Ma il secondo punto che consente ai blogger e agli influencer di fare carriera e' la cooptazione. Cooptazione che viene usata in Italia come forma di controllo. Qui parlo per esperienza personale, ma l'ho visto succedere diverse volte.

Quando feci la storia dell'olio di colza, il blog wolfstep.cc (il mio primo blog) ebbe un picco di contatti gigantesco. Non so chi si sia accorto di me, perche' Grillo era appena all'inizio e un altro comico romagnolo aveva appena rifiutato sdegnosamente l'ipotesi di diventare un altro grillo. In quel periodo, ricevetti tramite uno dei commentatori una strana "proposta/suggerimento" di fondare un "Movimento Wolfstep". Ovviamente la cosa mi sembro' ridicola.

Piu' avanti, circa verso la fine del 2015, il mio blogo aveva raggiunto il gigantesco traffico di ~300.000 letture giornaliere. Se pensate che sia una cosa bella sbagliate, perche' in quel periodo ricevevo piu' proposte di quante possiate pensare. Una la ricordo bene, era di partecipare ad una trasmissione televisiva (anche da remoto) con una struttura simile a quella di La7, ma oltre al grafico maccox eccetera ci sarebbe dovuta essere anche una postazione del blogger, con "la voce di Internet". 
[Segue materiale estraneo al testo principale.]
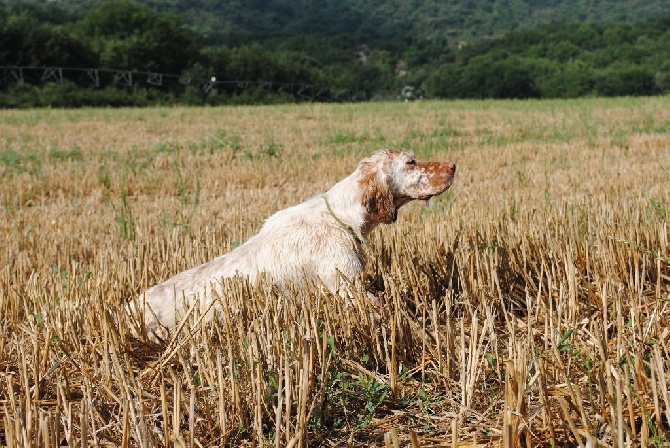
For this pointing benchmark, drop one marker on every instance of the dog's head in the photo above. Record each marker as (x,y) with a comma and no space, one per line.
(391,178)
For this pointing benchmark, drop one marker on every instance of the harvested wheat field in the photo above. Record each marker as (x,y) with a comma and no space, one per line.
(527,306)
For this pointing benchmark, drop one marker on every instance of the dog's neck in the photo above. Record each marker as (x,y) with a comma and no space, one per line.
(345,201)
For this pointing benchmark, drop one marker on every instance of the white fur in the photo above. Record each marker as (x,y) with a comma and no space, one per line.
(308,240)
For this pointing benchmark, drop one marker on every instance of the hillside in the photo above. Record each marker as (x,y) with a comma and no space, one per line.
(441,22)
(294,60)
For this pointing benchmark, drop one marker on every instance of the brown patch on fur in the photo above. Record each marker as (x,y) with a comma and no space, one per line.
(377,198)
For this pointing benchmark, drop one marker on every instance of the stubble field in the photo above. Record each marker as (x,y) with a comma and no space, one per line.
(527,306)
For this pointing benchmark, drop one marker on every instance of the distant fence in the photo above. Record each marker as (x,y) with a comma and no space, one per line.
(101,77)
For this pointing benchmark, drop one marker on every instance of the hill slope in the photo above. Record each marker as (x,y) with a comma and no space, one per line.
(441,22)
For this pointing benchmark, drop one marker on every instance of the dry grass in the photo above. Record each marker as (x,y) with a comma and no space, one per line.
(529,306)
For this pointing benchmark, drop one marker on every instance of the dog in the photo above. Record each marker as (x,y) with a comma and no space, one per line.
(320,238)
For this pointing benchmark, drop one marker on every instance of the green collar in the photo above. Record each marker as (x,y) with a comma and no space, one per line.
(339,221)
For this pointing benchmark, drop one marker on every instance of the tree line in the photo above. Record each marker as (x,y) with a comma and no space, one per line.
(553,61)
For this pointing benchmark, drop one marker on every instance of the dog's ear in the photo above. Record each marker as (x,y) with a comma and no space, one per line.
(378,199)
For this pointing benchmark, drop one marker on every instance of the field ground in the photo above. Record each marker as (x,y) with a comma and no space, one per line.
(527,306)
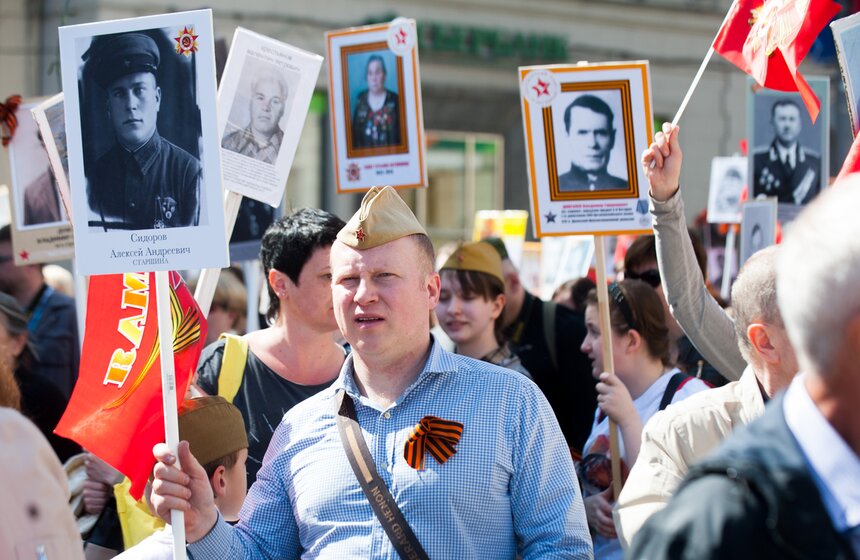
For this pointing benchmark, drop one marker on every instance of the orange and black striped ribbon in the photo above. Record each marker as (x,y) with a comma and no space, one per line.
(8,120)
(435,435)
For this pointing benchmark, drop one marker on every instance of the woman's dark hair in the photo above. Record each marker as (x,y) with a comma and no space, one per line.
(289,243)
(479,284)
(639,303)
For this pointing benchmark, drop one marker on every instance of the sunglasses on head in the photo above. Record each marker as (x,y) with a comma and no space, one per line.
(650,277)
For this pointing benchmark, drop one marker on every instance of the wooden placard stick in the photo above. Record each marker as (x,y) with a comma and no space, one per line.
(608,363)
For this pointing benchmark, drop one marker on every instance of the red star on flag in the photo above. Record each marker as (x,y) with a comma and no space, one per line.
(542,88)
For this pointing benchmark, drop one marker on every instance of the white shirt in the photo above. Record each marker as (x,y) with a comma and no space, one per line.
(646,405)
(834,465)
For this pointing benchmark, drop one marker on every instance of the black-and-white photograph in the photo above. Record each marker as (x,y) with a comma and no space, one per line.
(141,129)
(789,153)
(728,179)
(846,34)
(143,144)
(263,102)
(373,87)
(758,226)
(255,127)
(590,147)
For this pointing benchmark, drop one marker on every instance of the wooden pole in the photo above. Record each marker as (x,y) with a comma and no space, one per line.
(608,362)
(170,401)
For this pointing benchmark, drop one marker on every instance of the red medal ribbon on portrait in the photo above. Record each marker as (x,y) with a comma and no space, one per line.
(8,120)
(435,435)
(768,39)
(116,408)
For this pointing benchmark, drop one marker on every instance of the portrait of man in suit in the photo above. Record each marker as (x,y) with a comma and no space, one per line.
(785,168)
(591,133)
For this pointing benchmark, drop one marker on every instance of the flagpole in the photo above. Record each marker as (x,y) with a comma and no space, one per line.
(169,396)
(701,68)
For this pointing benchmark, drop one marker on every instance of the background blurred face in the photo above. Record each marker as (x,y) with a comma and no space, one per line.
(382,297)
(465,319)
(375,77)
(591,139)
(267,107)
(786,123)
(133,103)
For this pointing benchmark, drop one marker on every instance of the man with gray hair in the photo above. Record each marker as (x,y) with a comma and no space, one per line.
(262,138)
(786,486)
(685,433)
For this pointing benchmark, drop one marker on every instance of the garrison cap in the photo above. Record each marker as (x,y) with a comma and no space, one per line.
(476,257)
(382,217)
(213,428)
(114,57)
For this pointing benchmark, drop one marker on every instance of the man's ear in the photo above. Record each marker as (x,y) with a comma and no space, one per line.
(760,340)
(218,482)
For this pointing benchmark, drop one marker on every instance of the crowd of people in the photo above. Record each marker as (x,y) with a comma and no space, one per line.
(396,405)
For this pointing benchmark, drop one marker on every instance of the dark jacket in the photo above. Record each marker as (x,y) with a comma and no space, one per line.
(753,498)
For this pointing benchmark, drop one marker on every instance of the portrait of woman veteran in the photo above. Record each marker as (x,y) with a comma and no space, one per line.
(376,118)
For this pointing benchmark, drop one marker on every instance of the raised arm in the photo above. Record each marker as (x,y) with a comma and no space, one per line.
(707,325)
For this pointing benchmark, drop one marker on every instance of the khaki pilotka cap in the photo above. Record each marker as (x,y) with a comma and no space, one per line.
(213,428)
(476,257)
(382,217)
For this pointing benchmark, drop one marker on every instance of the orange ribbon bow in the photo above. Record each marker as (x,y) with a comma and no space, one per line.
(8,120)
(435,435)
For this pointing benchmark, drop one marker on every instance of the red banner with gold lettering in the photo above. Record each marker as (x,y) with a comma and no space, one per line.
(116,408)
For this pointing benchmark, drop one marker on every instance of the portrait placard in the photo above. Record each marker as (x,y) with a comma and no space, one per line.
(846,34)
(40,227)
(585,125)
(728,179)
(263,102)
(144,151)
(758,226)
(375,103)
(790,154)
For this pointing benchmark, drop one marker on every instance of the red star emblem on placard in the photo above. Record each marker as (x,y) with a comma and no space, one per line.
(542,88)
(186,42)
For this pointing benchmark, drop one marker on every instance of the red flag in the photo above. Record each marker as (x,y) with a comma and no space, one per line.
(768,39)
(116,408)
(852,160)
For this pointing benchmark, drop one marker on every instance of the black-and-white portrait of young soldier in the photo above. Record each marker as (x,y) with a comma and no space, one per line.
(589,143)
(254,128)
(788,167)
(141,131)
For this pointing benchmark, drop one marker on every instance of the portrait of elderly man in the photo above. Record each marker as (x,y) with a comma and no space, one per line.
(588,123)
(786,169)
(143,181)
(262,138)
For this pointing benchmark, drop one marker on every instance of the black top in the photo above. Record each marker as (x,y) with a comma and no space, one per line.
(157,186)
(263,399)
(570,389)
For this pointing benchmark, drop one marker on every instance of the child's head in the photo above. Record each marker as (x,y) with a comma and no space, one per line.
(216,434)
(472,297)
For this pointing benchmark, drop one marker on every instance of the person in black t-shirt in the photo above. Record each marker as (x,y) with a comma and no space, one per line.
(296,356)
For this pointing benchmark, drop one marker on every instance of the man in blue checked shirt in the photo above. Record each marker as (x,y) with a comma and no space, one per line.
(508,488)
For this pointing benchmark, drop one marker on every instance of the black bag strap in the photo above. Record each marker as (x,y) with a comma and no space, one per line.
(673,386)
(398,530)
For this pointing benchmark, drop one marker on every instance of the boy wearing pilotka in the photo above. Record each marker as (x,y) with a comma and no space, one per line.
(216,434)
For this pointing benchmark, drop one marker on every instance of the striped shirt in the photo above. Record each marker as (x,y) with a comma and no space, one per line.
(509,488)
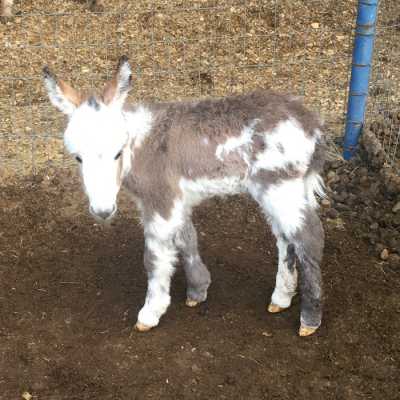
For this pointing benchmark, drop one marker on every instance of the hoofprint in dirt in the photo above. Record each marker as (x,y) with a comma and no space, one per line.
(71,289)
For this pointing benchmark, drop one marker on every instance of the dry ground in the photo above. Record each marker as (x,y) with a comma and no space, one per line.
(70,291)
(178,50)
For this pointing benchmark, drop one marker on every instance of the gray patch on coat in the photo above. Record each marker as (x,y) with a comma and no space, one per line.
(173,147)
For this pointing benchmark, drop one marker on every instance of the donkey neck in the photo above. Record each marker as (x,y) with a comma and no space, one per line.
(139,119)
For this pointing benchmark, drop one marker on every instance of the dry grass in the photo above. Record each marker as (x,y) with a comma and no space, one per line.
(178,49)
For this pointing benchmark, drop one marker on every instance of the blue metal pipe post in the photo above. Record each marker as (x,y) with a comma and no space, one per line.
(360,72)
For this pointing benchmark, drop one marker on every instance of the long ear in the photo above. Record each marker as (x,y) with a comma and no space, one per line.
(117,89)
(61,95)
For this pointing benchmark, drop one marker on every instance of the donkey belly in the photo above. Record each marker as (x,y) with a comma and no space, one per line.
(196,190)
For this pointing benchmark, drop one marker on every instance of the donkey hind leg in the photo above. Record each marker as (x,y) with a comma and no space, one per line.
(286,277)
(159,259)
(292,216)
(197,275)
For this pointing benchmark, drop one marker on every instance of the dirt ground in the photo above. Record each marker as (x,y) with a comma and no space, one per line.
(71,290)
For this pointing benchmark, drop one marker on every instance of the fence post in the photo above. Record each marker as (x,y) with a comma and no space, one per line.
(360,72)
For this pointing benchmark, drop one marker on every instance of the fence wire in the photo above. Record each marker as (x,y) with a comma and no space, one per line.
(178,50)
(383,111)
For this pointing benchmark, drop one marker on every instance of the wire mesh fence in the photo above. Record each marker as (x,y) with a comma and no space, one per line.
(383,111)
(178,50)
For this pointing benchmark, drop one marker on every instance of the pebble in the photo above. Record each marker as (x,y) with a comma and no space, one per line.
(325,203)
(396,207)
(384,254)
(374,226)
(332,213)
(394,260)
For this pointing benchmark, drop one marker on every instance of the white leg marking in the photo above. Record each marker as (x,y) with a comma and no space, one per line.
(286,281)
(162,258)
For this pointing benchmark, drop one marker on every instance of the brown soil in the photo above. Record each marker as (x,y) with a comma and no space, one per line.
(71,289)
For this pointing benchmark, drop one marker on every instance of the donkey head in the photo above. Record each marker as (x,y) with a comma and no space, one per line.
(96,135)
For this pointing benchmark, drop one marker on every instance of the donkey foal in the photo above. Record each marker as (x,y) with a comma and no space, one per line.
(171,156)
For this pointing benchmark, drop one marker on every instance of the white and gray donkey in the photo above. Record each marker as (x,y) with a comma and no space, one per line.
(171,156)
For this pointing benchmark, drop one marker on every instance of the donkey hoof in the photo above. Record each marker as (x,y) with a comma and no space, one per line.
(191,303)
(306,330)
(273,308)
(141,327)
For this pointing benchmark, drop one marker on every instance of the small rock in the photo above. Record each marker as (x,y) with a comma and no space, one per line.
(384,254)
(325,203)
(374,226)
(342,207)
(379,247)
(394,260)
(396,207)
(332,213)
(363,171)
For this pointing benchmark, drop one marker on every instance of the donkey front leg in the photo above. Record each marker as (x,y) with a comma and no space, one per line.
(286,277)
(160,257)
(309,243)
(197,275)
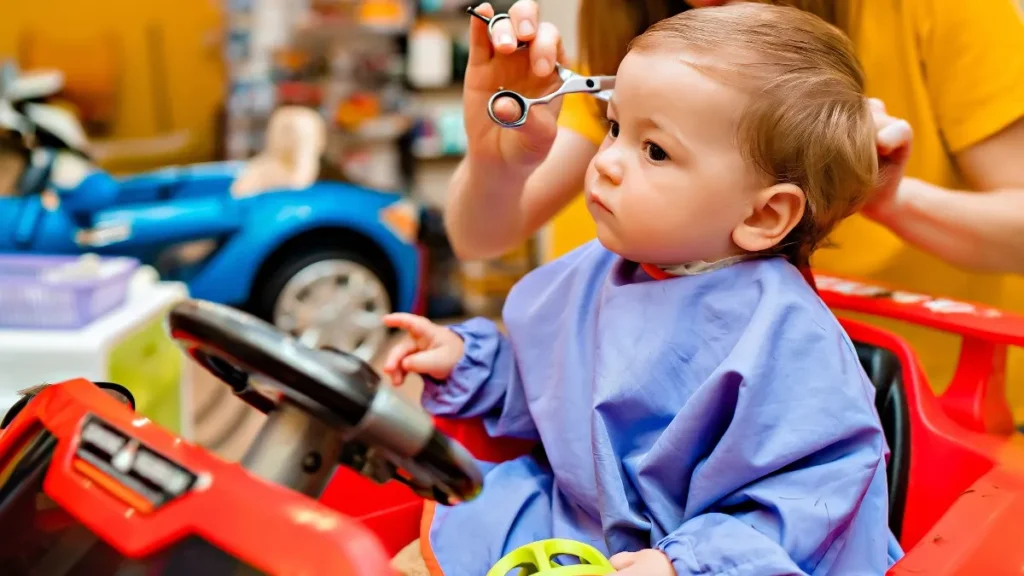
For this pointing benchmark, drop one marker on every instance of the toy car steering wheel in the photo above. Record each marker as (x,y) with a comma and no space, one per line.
(536,560)
(323,407)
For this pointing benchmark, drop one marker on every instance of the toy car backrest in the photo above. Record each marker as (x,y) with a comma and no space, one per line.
(956,437)
(885,371)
Quando col tuo blog riesci a muovere voti, cioe', loro si chiedono 

  1. E questo a chi appartiene?
  2. Come lo controllo? Cosa vuole?

e hanno due modi per spingerti a entrare sotto qualche ala protettrice. Il primo e' inondarti di minacce, anche alla famiglia , un altro e' di cooptarti. In quel periodo dissi di no a diversi tentativi di cooptarmi, da proposte di lavoro nell' IT fino ad, appunto, proposte di lavoro in TV o in qualche giornale. Mi scrisse anche un giornale "giovane" e marcio, diciamo vizioso, proponendomi una collaborazione. Mi dissero in faccia che non gli sarebbe andato giu', pero', il mio antiamericanismo.

Questo e' il modo in cui gli influencer finiscono sotto controllo della compagine governativa: ovviamente, per una come la Ferragni, meno di Sanremo non poteva essere. (mi chiedo cos'abbia fatto agli sponsor che l'avevano mandata a Sanremo, visto il trattamento che le riserva la Triade , Repubbica, Stampa, Corriere). E ne vedremo ancora: i blog muovono voti. 

Ma per questa ragione, si e' creata una palude di raccomandazioni, leccaculi, troie da sbarco, e la peggiore sconfinata distesa di merda umana che il paese abbia prodotto.


Per concludere, il problema dei social che uccidono da un lato sono i meccanismi interno e gli algoritmi, e dall'altro proprio il lato social, ma quello dal lato reale del monitor, insomma la societa' reale, che ha "incistato" il mondo social usando gli hater oppure la cooptazione per renderlo innocuo.

SCHIFO SOCIAL = ALGORITMO + MERDE UMANE

 

e per quanto riguarda la Lucarelli? No, non voglio che le succeda niente. Quindi non rompetele le scatole.

La aspetto su OnlyFans.

Sara' tutto valore aggiunto. E se ricordo bene quello che scriveva, di valore aggiunto ne ha tanto.